China poses a particular area of concern for Apple, as the company has witnessed a significant decrease in weekly shipments in the country. In recent weeks, these shipments have plummeted by 30% to 40% compared to the same period the previous year. Kuo predicts that this downward trend will persist. Apple has chosen not to comment on these developments.
The news had an immediate impact on Apple's stock price, sinking as low as $187.87 in New York. This marks the largest intraday drop in two weeks. Heading into Tuesday, Apple's stock remained relatively unchanged for the year 2024. Investors, eagerly awaiting the company's results for the holiday quarter, are hoping for signs that demand for Apple's flagship product, the iPhone, is holding up. The iPhone remains Apple's most profitable product.

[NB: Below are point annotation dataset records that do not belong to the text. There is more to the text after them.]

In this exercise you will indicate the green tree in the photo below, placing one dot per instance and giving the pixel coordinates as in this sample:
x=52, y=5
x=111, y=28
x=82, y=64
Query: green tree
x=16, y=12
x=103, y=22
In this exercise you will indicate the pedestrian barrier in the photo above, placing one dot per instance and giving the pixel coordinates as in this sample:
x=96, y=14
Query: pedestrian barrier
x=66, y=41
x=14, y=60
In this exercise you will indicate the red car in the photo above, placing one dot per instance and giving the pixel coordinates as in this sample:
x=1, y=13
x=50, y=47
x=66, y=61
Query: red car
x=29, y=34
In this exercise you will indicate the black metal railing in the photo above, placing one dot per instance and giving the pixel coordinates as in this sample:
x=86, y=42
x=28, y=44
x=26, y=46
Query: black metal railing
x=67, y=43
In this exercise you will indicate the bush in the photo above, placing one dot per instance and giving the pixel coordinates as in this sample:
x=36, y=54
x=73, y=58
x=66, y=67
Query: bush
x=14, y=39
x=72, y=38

Despite facing challenges in the Chinese market, including government restrictions on foreign technology in the workplace, the iPhone has continued to gain market share. In fact, according to market tracker IDC, the iPhone emerged as the top-selling smartphone in China for the first time last year.
Analysts estimate that Apple's overall revenue is expected to increase by only 1% in the fiscal first quarter, which covers the period through December. As the company prepares to announce its results for this quarter on Thursday, all eyes will be on whether Apple can maintain its growth trajectory, particularly amid concerns surrounding iPhone demand.
It remains to be seen how Apple will strategize to counteract potential dips in demand and reclaim its momentum in the smartphone market. As the tech giant juggles the challenges of global macroeconomic factors and local market dynamics, it faces the critical task of nurturing and sustaining its customer base while adapting to changing consumer preferences and new market forces.